Gnomes: Pandemic problems plus other issues around the world have had a surprising knock on effect… on gnomes!
They say a global crisis affects so-called ‘little people’ the most. Well that’s certainly true in this case. A garden staple, the sight has become all too rare in the time of Covid-19.
How so? Is there a gnome-based strain of the virus?
Of course not. But the next worst scenario has arguably come to pass. Those comforted by these pipe-smoking, toadstool-grabbing creations are feeling anxious right now.
Take the UK for example. Like any business, garden centers were hit by lockdown. Yet crisis was averted – to a certain extent – by their status as sellers of essential supplies.
BBC News reports, via Ian Byrne of Highfield Garden World, that trade is up 97% compared to the pre-Covid climate of 2019. Meanwhile the Guardian refers to the Office for National Statistics, which noted an 8.5% increase in garden center sales during late 2020.
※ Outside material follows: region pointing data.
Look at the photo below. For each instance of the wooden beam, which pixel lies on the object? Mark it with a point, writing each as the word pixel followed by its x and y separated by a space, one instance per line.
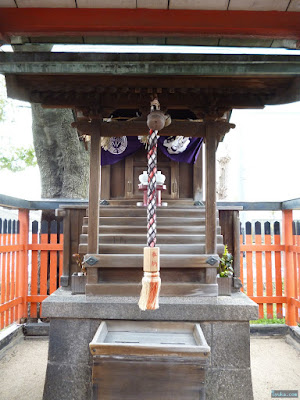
pixel 138 128
pixel 94 195
pixel 147 22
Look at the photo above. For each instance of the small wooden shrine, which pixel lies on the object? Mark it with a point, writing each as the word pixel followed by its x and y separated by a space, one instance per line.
pixel 102 346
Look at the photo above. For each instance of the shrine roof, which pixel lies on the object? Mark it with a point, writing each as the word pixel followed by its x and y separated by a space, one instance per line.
pixel 128 80
pixel 267 23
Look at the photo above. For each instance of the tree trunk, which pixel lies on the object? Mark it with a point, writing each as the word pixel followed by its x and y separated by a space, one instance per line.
pixel 62 158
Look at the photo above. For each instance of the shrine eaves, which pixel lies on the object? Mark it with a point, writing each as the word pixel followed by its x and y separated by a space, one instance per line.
pixel 267 23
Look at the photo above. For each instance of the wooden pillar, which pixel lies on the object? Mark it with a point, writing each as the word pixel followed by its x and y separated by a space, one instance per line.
pixel 23 263
pixel 210 186
pixel 210 197
pixel 287 222
pixel 94 194
pixel 198 177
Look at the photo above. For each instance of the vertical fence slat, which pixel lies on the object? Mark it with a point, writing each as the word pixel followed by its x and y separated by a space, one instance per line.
pixel 295 267
pixel 278 274
pixel 8 273
pixel 44 260
pixel 259 274
pixel 18 273
pixel 241 259
pixel 287 219
pixel 13 266
pixel 61 255
pixel 249 260
pixel 268 260
pixel 2 274
pixel 53 257
pixel 34 269
pixel 23 278
pixel 5 281
pixel 298 265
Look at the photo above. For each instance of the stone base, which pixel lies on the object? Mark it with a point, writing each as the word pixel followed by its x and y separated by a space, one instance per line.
pixel 75 319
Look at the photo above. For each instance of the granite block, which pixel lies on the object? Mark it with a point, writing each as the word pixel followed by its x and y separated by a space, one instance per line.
pixel 238 307
pixel 228 384
pixel 230 345
pixel 69 340
pixel 67 382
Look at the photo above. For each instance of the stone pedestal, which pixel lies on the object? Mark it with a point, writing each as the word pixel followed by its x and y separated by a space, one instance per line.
pixel 75 319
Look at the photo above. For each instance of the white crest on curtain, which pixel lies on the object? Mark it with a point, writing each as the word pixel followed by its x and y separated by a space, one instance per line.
pixel 176 144
pixel 117 145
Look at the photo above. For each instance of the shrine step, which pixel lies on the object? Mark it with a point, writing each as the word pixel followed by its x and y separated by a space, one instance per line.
pixel 142 221
pixel 123 229
pixel 127 238
pixel 167 289
pixel 121 261
pixel 164 248
pixel 161 212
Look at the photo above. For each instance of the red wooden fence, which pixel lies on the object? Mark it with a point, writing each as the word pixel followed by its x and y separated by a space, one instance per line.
pixel 31 264
pixel 270 267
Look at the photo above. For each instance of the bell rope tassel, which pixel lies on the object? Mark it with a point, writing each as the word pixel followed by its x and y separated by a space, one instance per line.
pixel 151 281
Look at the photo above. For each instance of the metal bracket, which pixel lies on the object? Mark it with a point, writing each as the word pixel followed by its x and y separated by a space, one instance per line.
pixel 91 261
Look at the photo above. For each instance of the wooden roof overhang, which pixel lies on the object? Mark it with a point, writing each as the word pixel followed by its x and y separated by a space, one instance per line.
pixel 206 86
pixel 208 22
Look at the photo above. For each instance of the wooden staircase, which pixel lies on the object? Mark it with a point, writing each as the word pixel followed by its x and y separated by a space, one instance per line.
pixel 118 268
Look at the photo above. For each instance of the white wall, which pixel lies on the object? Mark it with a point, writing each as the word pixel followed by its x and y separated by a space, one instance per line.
pixel 264 151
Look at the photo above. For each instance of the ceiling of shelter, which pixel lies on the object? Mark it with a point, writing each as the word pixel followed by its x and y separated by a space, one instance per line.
pixel 257 5
pixel 208 85
pixel 259 23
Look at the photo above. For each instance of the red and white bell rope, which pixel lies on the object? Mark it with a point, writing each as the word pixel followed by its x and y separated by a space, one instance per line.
pixel 151 281
pixel 151 193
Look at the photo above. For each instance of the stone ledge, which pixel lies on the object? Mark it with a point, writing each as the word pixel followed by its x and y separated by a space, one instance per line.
pixel 238 307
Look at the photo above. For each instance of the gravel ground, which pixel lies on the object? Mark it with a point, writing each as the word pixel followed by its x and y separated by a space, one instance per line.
pixel 275 365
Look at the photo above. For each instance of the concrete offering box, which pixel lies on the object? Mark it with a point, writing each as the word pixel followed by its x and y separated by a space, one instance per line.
pixel 149 360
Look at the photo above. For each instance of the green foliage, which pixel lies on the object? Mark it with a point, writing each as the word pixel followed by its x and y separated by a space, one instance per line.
pixel 17 159
pixel 225 265
pixel 3 99
pixel 266 321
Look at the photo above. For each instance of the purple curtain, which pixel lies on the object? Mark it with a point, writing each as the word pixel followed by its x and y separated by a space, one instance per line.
pixel 122 148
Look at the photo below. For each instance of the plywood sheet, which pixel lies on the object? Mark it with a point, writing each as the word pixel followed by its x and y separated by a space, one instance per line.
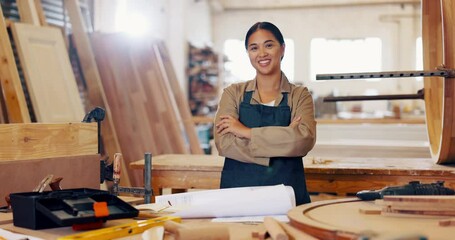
pixel 38 140
pixel 48 73
pixel 13 94
pixel 95 91
pixel 142 112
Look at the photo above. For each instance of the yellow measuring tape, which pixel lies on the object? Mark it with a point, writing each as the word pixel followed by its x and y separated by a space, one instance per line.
pixel 123 230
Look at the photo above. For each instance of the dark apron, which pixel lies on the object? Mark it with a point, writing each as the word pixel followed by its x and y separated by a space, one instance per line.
pixel 281 170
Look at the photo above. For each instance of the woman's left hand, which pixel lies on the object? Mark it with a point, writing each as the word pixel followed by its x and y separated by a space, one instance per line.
pixel 229 124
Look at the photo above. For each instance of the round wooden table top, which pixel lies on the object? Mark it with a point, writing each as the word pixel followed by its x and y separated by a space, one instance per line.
pixel 345 219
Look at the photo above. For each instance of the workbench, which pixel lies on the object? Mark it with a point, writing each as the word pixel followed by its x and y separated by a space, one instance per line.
pixel 341 176
pixel 238 231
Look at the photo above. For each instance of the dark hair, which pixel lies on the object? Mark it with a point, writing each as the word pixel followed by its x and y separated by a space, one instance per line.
pixel 266 26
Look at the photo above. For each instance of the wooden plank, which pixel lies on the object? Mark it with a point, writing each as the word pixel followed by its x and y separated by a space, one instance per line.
pixel 40 12
pixel 96 95
pixel 172 114
pixel 447 150
pixel 23 176
pixel 48 73
pixel 341 176
pixel 27 12
pixel 135 93
pixel 2 107
pixel 181 101
pixel 438 21
pixel 42 140
pixel 9 79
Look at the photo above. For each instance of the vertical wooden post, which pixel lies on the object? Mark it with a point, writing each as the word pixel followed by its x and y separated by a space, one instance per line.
pixel 182 103
pixel 13 93
pixel 40 12
pixel 447 150
pixel 96 94
pixel 438 39
pixel 27 12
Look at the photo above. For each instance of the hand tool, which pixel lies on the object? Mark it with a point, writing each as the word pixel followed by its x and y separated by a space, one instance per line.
pixel 146 191
pixel 121 230
pixel 43 184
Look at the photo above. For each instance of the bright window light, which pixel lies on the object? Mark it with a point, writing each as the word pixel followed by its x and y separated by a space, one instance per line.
pixel 131 22
pixel 345 56
pixel 238 67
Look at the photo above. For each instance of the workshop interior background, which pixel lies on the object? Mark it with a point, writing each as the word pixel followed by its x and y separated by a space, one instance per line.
pixel 197 46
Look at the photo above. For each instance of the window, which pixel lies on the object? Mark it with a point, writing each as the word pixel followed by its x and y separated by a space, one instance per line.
pixel 238 68
pixel 345 56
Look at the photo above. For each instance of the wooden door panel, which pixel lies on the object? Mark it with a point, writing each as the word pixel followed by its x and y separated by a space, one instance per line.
pixel 49 77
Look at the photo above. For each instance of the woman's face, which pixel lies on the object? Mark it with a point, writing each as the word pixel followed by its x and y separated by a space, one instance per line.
pixel 265 52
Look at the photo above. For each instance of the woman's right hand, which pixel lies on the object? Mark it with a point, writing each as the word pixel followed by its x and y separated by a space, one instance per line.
pixel 295 122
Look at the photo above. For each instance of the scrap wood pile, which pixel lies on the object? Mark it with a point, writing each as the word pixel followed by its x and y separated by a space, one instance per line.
pixel 134 81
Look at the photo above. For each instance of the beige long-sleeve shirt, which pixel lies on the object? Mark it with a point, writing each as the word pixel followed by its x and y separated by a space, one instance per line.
pixel 272 141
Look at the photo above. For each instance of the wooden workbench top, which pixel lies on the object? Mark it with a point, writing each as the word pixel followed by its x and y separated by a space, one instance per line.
pixel 383 166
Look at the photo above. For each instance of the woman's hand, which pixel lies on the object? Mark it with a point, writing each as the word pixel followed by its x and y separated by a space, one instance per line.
pixel 295 122
pixel 229 124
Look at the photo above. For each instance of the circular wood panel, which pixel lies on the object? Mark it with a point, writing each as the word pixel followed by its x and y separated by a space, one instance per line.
pixel 342 219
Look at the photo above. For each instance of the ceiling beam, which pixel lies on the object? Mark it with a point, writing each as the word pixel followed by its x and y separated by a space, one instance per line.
pixel 238 5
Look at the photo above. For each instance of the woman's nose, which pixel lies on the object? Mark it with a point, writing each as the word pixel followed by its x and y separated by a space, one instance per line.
pixel 262 52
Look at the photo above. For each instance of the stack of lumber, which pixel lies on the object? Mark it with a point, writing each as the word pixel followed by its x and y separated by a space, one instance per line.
pixel 134 81
pixel 418 205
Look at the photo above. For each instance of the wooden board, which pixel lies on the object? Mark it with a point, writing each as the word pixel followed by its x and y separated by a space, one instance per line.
pixel 341 219
pixel 437 21
pixel 95 92
pixel 2 107
pixel 182 102
pixel 340 176
pixel 40 140
pixel 28 12
pixel 24 176
pixel 144 119
pixel 9 79
pixel 48 73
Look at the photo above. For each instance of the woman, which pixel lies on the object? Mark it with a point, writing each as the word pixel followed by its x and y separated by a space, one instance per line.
pixel 266 125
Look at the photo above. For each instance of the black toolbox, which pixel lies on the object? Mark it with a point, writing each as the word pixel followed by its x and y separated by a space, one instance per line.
pixel 61 208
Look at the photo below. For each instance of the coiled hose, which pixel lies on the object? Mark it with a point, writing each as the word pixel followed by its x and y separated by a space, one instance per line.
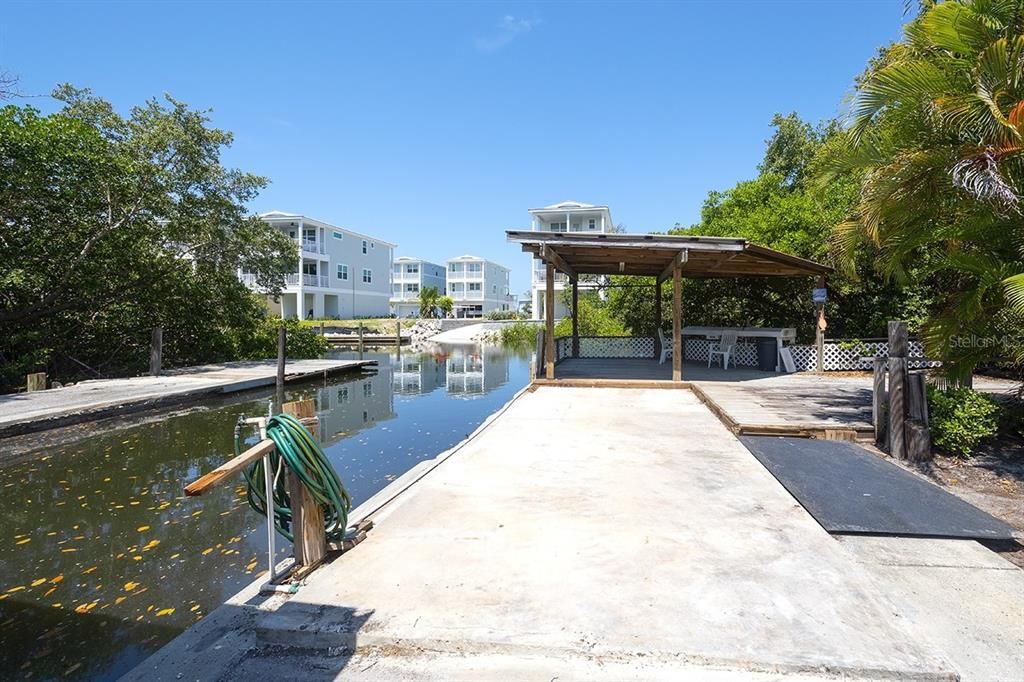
pixel 297 450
Record numbers of people are checking out green-fingered locations. And gnomes appear high on their shopping list. Existing stock is as depleted as a carrot patch over a rabbit warren. “We haven’t seen a gnome in six months now” Byrne tells the BBC.
The market is “facing a perfect storm of lockdown” according to Iain Wylie, Chief Executive of the Garden Centre Association. Quoted by The Guardian, he reminds readers of the tight time frames required for plant growing. A problem that could take root if delays continue.
Speaking of delays, they don’t come bigger than the recent situation in the Suez Canal. The container ship ‘Ever Given’ spent several days clogging up the busy trade route. Proof that even in the modern age nature must take its course. Gardeners no doubt appreciate that philosophy.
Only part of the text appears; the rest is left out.